After leaving the bakery, Elysia walked slowly down the street, holding the bag of bread in one hand.
Nestled in her arms, I looked around at the street.
When I had first come to this world, everything had been unfamiliar.
The buildings, the way people dressed, the sounds of carriages, the traces of mana flowing through every corner of the streets.
Back then, I had been nothing more than a small fox drenched by the rain, with no idea where to go.
But now, things were different.
It was the same street, yet for some strange reason, it looked a little different.
The laughter of children passing by the bakery.
The voice of a merchant opening his shop door to greet a customer.
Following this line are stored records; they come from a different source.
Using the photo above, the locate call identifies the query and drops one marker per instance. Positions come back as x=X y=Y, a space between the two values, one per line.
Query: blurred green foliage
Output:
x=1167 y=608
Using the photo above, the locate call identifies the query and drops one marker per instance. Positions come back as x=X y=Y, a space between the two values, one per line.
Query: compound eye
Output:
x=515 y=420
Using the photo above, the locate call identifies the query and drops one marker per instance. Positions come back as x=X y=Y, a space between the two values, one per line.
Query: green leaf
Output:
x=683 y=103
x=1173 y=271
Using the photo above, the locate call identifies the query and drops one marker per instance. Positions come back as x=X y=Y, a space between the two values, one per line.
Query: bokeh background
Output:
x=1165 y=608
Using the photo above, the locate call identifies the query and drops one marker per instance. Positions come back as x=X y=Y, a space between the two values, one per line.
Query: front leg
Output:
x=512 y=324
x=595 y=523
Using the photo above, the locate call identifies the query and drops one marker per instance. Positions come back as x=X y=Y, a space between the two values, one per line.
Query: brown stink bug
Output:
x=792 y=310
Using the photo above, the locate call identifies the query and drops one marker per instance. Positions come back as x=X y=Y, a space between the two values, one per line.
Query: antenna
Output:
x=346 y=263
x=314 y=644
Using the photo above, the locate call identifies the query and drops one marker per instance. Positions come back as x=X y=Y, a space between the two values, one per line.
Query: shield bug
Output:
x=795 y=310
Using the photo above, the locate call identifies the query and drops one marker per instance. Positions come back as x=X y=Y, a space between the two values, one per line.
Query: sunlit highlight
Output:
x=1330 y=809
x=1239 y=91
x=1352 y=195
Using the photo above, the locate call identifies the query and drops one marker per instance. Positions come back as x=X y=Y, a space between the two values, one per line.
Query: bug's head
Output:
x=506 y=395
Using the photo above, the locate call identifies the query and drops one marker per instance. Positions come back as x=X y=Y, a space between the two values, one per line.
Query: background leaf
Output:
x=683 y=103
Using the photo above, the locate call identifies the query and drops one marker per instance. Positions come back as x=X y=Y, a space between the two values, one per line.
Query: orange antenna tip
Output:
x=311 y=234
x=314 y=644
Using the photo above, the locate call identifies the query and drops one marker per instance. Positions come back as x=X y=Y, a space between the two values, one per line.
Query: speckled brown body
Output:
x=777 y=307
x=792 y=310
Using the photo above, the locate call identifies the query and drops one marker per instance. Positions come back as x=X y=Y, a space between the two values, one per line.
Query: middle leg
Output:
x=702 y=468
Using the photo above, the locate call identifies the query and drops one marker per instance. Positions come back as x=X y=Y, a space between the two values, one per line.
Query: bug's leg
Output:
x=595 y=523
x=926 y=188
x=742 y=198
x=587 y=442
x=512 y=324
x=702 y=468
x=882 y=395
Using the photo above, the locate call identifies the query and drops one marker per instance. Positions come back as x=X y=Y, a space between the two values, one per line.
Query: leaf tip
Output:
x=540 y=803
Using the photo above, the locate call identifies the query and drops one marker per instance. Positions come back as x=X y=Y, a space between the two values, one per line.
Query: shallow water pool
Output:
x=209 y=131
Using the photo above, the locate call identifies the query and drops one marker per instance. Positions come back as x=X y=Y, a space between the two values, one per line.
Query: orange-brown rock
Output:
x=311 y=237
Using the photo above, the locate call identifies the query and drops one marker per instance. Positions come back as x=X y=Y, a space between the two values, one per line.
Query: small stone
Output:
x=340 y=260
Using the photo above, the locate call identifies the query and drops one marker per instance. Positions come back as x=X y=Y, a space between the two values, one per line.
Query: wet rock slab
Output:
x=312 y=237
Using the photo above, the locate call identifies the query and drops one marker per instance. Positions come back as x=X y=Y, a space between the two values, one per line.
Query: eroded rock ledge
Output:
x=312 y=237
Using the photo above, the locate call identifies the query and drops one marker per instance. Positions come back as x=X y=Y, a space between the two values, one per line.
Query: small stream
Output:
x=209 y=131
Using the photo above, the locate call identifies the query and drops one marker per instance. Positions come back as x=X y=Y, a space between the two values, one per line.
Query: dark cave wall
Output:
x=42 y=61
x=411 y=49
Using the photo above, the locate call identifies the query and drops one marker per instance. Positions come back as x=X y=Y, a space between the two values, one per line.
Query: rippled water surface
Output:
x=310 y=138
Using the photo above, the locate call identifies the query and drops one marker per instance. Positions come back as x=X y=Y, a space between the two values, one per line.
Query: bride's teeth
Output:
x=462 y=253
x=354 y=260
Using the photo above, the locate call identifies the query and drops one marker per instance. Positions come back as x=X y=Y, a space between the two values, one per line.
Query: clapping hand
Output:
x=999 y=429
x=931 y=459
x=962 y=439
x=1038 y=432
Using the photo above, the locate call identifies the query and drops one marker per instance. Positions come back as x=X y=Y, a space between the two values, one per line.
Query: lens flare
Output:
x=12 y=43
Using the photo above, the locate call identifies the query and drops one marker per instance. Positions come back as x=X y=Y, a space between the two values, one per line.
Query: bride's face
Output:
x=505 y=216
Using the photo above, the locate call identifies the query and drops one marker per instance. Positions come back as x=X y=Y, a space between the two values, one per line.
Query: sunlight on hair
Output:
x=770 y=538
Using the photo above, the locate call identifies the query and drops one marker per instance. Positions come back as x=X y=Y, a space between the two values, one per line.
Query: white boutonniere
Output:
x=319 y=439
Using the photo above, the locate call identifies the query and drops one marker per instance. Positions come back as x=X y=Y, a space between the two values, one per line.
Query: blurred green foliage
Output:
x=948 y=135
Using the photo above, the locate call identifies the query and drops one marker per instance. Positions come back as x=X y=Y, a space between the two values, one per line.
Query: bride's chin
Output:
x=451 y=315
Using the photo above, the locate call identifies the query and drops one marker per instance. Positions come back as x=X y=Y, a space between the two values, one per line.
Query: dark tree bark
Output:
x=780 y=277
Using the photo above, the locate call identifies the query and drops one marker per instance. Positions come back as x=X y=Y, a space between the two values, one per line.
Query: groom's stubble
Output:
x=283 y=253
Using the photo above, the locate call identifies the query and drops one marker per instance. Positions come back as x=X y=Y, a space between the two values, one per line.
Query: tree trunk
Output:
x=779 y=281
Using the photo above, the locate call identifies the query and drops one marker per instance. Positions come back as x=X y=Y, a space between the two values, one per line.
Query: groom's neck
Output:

The small signs hanging beneath the magic lamps.
The sound of carriage wheels echoing from afar, and the warm scent of bread drifting amidst the people.
A scenery that had once felt like a vast, unfamiliar world now felt like a somewhat familiar place.
The fact that I was living in this world suddenly felt very real.
“Haku.”
Elysia quietly called my name.
When I raised my head, she was smiling gently.
“You wanted to come back, didn’t you?”
I looked at Elysia for a moment, then nodded slightly.
To be exact, rather than wanting to come back, I had wanted to confirm something.
That the kindness of that day hadn’t been a dream.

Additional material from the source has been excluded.